Nohant, 20 janvier 1829.


Il est très vrai que je suis une paresseuse, mon digne vieillard et bon ami. Vous savez que je suis de force à me laisser brûler les pieds plutôt que de me déranger, et à vous couvrir une lettre de pâtés plutôt que de tailler ma plume. Chacun sa nature. Vous n’êtes pas mal feugnant aussi, quand vous vous en mêlez. Mais ce n’est jamais quand il s’agit d’obliger ; j’ai pu m’en convaincre mille fois, et j’ai même honte d’abuser si souvent de votre extrême bonté.

Je vous ai demandé dans quelque lettre qui se sera perdue :

Les Mémoires de Barbaroux, les Mémoires de madame Roland, et les Poésies de Victor Hugo.

J’ai deux volumes de Paul-Louis Courier intitulés Mémoires, Correspondance et Opuscules inédits. Il doit avoir paru un troisième volume contenant des fragments de Xénophon, l’Âne de Lucius, Daphnis et Chloé, etc. En outre, je voudrais avoir son meilleur volume contenant les pamphlets politiques et opuscules littéraires, imprimé clandestinement à Bruxelles in-8o. Celui-là sera peut-être difficile à trouver. Aidez-vous d’Hippolyte, qui s’aidera d’Ajasson, pour me le dépister. Veuillez avoir ma lettre dans votre poche, quand vous irez chez le libraire, afin de ne pas vous tromper ni m’acheter ce que j’ai déjà.

Ne confondez pas les Mémoires de Barbaroux le girondin sur la Révolution, avec quelque chose de nouveau que son fils C.-O. Barbaroux vient de publier à la suite ou au commencement d’une biographie de la Chambre des pairs. J’attendrai pour lire l’histoire des vivants qu’ils soient morts, et, si je suis morte avant eux, je m’en passerai.

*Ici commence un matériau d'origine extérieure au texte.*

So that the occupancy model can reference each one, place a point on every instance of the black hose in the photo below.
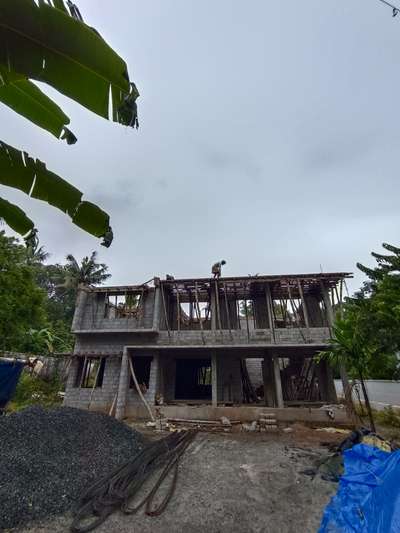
(118, 489)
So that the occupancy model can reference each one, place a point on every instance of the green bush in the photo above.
(32, 390)
(388, 417)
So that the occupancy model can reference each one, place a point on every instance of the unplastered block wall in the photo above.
(133, 397)
(92, 314)
(229, 381)
(98, 399)
(254, 369)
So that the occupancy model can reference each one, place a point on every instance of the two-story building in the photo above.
(203, 348)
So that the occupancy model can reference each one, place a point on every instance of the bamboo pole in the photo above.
(94, 384)
(178, 308)
(268, 298)
(228, 318)
(113, 404)
(197, 308)
(217, 305)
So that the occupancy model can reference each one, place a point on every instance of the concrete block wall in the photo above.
(90, 313)
(102, 397)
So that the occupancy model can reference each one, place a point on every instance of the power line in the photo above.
(395, 10)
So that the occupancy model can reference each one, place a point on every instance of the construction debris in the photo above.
(48, 456)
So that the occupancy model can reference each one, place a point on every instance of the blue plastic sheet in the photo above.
(9, 376)
(368, 496)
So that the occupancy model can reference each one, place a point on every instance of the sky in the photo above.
(269, 137)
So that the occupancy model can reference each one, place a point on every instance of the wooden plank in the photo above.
(214, 379)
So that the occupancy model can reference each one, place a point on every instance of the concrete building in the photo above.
(203, 348)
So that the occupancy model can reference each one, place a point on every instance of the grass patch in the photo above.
(33, 390)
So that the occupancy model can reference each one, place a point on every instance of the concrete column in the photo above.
(80, 304)
(328, 305)
(326, 383)
(214, 378)
(268, 379)
(123, 386)
(160, 380)
(278, 383)
(157, 307)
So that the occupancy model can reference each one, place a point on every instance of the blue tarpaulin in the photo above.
(9, 376)
(368, 497)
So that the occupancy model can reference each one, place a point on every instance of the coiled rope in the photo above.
(117, 490)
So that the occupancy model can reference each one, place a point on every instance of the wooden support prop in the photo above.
(217, 305)
(197, 306)
(135, 381)
(141, 307)
(237, 308)
(214, 379)
(328, 307)
(295, 313)
(114, 402)
(305, 311)
(94, 384)
(178, 308)
(270, 304)
(165, 309)
(228, 318)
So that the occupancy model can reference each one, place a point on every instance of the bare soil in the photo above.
(238, 482)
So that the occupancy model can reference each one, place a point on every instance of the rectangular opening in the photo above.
(90, 372)
(193, 379)
(142, 368)
(123, 305)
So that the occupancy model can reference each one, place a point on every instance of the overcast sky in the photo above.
(269, 136)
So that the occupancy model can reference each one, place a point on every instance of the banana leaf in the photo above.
(28, 100)
(20, 171)
(14, 217)
(45, 43)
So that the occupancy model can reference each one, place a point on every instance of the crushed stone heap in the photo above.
(48, 456)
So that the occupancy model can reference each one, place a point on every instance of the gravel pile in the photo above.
(47, 457)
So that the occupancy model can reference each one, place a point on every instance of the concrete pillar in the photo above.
(80, 304)
(214, 378)
(160, 378)
(326, 383)
(123, 386)
(278, 383)
(268, 379)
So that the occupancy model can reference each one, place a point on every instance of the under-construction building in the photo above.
(207, 347)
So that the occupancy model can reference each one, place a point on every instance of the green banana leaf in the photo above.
(14, 217)
(28, 100)
(20, 171)
(45, 43)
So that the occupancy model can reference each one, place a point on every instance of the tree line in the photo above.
(37, 298)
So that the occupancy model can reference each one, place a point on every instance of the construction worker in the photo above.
(216, 269)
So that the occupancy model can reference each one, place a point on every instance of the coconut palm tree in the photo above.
(88, 272)
(349, 347)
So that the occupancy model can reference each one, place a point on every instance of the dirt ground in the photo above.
(239, 482)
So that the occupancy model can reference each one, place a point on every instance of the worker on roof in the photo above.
(216, 269)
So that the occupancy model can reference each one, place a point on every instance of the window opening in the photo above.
(142, 367)
(90, 372)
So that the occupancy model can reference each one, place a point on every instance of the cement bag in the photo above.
(368, 496)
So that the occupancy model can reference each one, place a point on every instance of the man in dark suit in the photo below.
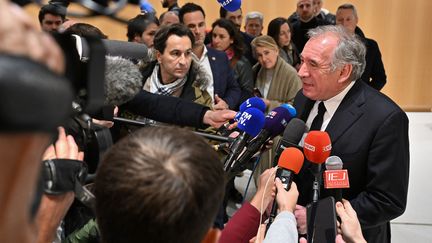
(225, 88)
(374, 73)
(369, 132)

Cela ne veut pas dire que je dédaigne les œuvres des contemporains ; seulement la postérité jugera les hommes mieux que nous. Je voudrais avoir quelque chose de Benjamin Constant et surtout de Royer-Collard. Mais quoi ! je ne suis pas au courant de ces publications. Veuillez m’aider, m’envoyer ce qu’il y a de plus remarquable et le plus à la portée d’une bête comme moi.

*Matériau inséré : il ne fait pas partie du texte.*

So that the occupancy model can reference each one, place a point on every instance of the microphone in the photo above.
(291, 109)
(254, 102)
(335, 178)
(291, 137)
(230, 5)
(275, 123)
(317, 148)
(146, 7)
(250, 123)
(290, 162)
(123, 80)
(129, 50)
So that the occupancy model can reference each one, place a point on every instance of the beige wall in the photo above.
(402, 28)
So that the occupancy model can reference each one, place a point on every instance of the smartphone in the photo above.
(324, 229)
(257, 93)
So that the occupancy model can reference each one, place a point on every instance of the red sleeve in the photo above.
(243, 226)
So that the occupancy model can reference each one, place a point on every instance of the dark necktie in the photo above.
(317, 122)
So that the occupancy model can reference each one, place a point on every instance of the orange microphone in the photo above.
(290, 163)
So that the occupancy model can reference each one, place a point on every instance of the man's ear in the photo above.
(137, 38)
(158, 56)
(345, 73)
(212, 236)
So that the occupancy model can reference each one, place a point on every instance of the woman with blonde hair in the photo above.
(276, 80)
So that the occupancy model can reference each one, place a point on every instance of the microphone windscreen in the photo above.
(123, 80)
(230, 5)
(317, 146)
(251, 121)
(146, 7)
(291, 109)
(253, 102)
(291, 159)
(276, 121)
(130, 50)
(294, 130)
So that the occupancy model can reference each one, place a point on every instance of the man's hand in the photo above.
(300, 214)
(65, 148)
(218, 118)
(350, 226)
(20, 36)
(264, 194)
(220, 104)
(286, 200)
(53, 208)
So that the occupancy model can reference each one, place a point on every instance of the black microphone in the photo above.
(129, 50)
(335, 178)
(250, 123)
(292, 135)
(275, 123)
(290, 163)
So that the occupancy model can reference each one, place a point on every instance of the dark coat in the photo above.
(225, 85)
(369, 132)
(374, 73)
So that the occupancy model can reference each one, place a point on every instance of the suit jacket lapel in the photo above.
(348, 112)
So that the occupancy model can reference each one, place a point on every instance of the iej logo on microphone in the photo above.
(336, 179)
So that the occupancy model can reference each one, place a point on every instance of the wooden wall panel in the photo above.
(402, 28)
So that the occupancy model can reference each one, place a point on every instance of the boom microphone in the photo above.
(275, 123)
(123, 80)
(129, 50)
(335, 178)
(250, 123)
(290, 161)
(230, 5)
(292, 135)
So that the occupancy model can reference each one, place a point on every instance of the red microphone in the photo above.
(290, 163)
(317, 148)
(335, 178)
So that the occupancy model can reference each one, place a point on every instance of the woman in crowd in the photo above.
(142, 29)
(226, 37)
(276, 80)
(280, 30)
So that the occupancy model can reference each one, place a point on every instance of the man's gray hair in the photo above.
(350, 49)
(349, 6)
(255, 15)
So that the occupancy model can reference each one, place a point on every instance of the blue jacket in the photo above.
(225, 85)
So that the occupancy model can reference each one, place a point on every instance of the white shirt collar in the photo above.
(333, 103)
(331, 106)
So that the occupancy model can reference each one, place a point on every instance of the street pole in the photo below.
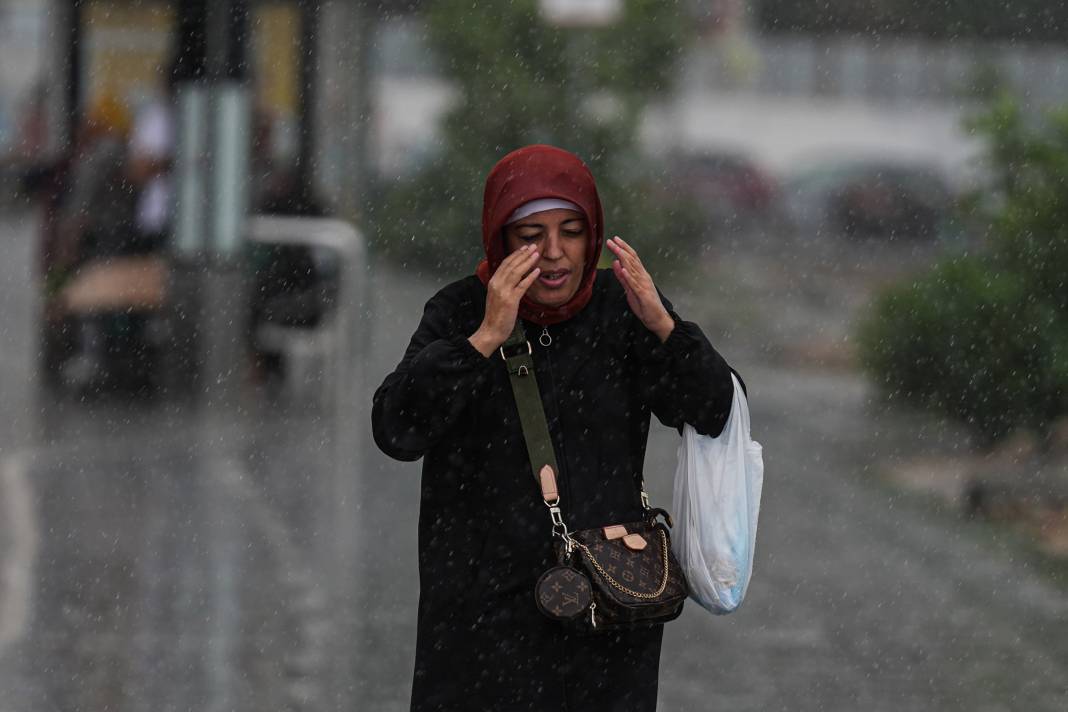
(211, 170)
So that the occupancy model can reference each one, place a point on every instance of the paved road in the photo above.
(155, 558)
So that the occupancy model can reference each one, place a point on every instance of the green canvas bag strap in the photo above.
(518, 356)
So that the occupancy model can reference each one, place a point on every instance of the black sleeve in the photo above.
(440, 374)
(684, 379)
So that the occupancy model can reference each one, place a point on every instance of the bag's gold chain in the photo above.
(616, 584)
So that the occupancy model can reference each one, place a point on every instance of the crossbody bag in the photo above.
(618, 575)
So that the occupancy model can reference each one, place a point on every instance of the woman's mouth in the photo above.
(555, 279)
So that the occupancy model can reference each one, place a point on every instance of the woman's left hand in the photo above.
(642, 295)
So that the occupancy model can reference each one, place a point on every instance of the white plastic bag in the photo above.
(717, 501)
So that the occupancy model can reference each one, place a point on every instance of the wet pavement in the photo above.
(159, 557)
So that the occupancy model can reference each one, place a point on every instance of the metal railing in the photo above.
(334, 339)
(890, 69)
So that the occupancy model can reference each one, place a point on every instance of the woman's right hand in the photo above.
(503, 294)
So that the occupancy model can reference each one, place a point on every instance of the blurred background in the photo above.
(220, 221)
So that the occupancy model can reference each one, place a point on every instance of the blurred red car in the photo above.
(869, 198)
(728, 187)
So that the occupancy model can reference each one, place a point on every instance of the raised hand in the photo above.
(503, 294)
(642, 295)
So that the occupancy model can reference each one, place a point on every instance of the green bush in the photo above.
(984, 337)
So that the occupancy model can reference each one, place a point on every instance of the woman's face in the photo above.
(561, 238)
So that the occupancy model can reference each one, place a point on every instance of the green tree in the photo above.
(984, 337)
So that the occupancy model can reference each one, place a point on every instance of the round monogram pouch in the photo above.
(563, 592)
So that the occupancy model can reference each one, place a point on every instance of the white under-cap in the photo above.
(540, 205)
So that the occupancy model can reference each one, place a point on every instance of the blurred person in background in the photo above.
(609, 350)
(111, 267)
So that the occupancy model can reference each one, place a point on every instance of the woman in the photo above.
(608, 350)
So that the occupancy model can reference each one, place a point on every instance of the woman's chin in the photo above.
(551, 297)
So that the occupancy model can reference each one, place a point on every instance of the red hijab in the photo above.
(529, 174)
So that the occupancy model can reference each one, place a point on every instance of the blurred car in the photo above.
(728, 187)
(868, 198)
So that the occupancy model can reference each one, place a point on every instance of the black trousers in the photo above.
(503, 661)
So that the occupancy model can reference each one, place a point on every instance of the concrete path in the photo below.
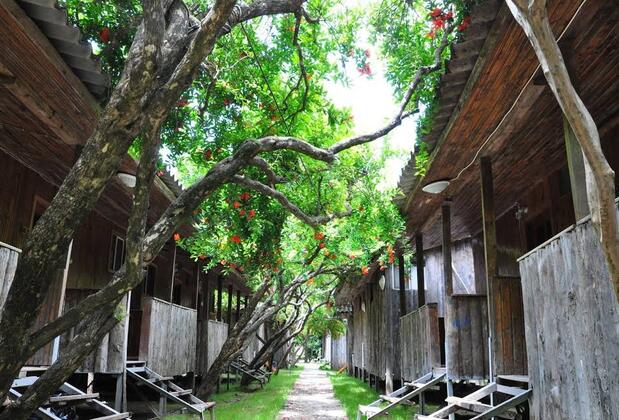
(312, 397)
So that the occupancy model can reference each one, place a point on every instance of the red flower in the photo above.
(438, 23)
(436, 12)
(104, 35)
(319, 236)
(465, 24)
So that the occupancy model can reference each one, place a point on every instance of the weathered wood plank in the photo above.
(570, 324)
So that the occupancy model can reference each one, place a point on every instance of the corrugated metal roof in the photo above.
(463, 58)
(53, 22)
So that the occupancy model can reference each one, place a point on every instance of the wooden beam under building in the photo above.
(219, 296)
(230, 293)
(402, 278)
(450, 315)
(490, 251)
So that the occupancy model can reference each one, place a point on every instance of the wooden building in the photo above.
(512, 280)
(373, 328)
(49, 86)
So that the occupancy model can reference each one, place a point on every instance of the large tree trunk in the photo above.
(533, 18)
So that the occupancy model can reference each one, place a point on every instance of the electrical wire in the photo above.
(569, 24)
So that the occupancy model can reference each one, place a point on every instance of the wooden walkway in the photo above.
(312, 397)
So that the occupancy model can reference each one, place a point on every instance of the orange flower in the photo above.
(319, 236)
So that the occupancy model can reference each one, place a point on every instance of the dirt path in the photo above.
(312, 397)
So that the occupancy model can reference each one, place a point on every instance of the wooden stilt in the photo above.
(490, 250)
(421, 285)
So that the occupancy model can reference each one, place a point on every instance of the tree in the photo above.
(600, 178)
(166, 62)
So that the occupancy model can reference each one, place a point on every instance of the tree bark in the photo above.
(533, 18)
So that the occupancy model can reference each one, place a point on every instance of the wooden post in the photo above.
(576, 167)
(238, 305)
(402, 275)
(173, 274)
(219, 297)
(421, 284)
(490, 250)
(448, 279)
(230, 293)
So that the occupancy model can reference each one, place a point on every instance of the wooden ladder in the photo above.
(168, 390)
(471, 403)
(400, 396)
(67, 395)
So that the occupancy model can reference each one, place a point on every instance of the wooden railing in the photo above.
(572, 327)
(168, 341)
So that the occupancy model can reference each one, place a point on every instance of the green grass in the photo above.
(260, 404)
(353, 392)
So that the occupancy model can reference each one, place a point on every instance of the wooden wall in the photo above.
(468, 274)
(338, 356)
(420, 342)
(168, 341)
(571, 324)
(217, 335)
(376, 341)
(466, 335)
(509, 339)
(110, 354)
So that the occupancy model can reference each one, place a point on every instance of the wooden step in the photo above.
(60, 399)
(369, 409)
(477, 407)
(113, 417)
(181, 392)
(204, 406)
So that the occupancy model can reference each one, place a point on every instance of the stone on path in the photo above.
(312, 397)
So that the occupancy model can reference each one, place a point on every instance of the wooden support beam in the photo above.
(576, 167)
(238, 305)
(230, 293)
(402, 278)
(421, 284)
(490, 251)
(219, 297)
(448, 279)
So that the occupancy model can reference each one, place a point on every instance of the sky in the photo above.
(373, 105)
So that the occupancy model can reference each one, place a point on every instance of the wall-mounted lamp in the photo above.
(128, 180)
(436, 187)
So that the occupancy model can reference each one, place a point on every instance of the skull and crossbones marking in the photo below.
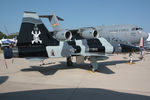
(36, 34)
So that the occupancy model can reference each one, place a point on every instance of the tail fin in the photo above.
(141, 42)
(54, 21)
(33, 32)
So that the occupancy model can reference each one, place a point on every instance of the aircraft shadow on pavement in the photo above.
(3, 79)
(72, 94)
(50, 70)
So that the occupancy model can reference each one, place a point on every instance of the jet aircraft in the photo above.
(119, 36)
(35, 42)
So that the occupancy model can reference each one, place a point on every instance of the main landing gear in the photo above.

En voilà-t-il assez ? Je vous plains bien sincèrement, mon vieux, si vous avez beaucoup de femmes comme moi sur les bras.

Pour faire diversion à ces factures, car mes lettres ne sont pas autre chose, je vous envoie le récit lamentable d’une histoire récemment arrivée à la Châtre. Vous savez qu’il y a sept ou huit sociétés qui ne se mêlent point. Vous savez que Périgny et moi, qui avons la prétention d’être philosophes, nous invitons tout le monde.

Moi, je ne reçois pas cette année ; mais, lui, il a commencé. La première soirée s’est assez bien passée, moyennant que les plus huppées ont été stupéfaites de surprise en se voyant amalgamées avec ce qu’elles appellent de la canaille, quoique cette canaille les vaille et plus. Le maître de musique et sa femme, fort gentille, ont surtout causé par leur admission, une indignation, et les bonnes personnes de dire que M. de Périgny comblait d’honnêtetés le musicien susdit afin d’économiser cinq francs par soirée.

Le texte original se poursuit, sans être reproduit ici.